- Full name: Linda Douglas
- Born: 18 November 1965 (age 60) Victoria, Australia
- Height: 177 cm (5 ft 10 in)

Gymnastics career
- Discipline: Rhythmic gymnastics
- Country represented: Australia

= Linda Douglas (gymnast) =

Australian rhythmic gymnast

Linda Douglas (born 18 November 1965) is an Australian rhythmic gymnast. Born in Victoria, Douglas was selected to be part of the Australian team at the 1984 Summer Olympics in rhythmic gymnastics. She competed at the 1984 Victorian Gymnastics Championships before the games as part of her preparations.

At the 1984 Summer Games, she had placed last in the qualifying round of the women's individual all-around and did not qualify for the semi-finals. In her later years, she held managerial positions in educational institutes such as being appointed the principal of Wenona School.

==Biography==
Linda Douglas was born on 18 November 1965 in Victoria, Australia. She was selected to be part of Australia's team at the 1984 Summer Olympics in Los Angeles, United States, in rhythmic gymnastics. Before the Games, she and her teammate Ann Maree Kerr, competed at the 1984 Victorian Gymnastics Championships at the Melbourne Sports and Entertainment Centre for their preparations for the Summer Games.

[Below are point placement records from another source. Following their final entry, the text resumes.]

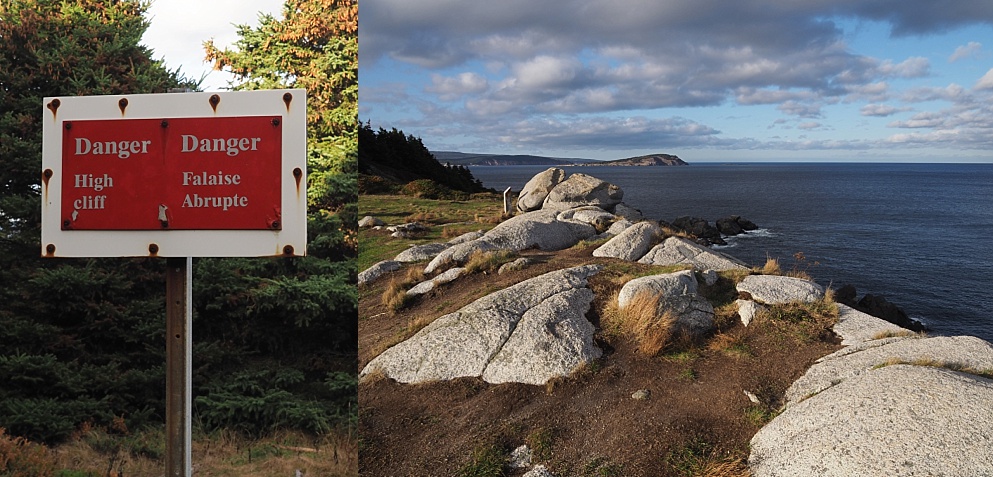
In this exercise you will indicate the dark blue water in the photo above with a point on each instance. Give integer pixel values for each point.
(917, 234)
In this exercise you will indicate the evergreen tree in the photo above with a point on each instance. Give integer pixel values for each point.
(313, 299)
(80, 340)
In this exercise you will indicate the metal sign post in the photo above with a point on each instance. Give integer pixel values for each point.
(176, 176)
(179, 366)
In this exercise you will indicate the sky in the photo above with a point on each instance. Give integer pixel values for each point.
(179, 28)
(708, 80)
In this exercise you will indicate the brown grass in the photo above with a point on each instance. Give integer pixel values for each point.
(771, 267)
(481, 261)
(94, 451)
(640, 319)
(728, 467)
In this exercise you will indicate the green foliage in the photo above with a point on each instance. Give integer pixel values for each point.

The 1984 Summer Games would be the first edition of the Summer Olympics to feature artistic gymnastics, thus making Douglas and Kerr the first Australian rhythmic gymnasts to compete at an Olympic Games. The events were held at the Pauley Pavilion. She competed in the qualification rounds of the women's individual all-around on 9 August against 32 other competitors. She scored 8.60 on hoop, 8.70 on ball, 8.65 on clubs, and 8.20 on ribbon, for an overall score of 34.15. She ranked last on every apparatus except the clubs, where she placed 32nd. Douglas placed 33rd out of the 33 competitors that competed, not advancing further. She was awarded an Athlete Award of Distinction by Gymnastics Australia after having competed for the nation at the Summer Games.

In 2025, Douglas became the principal of Wenona School. At the announcement, she talked about her experiences at the Summer Games. She is an Executive Governing Director of the International Coalition of Girls' Schools.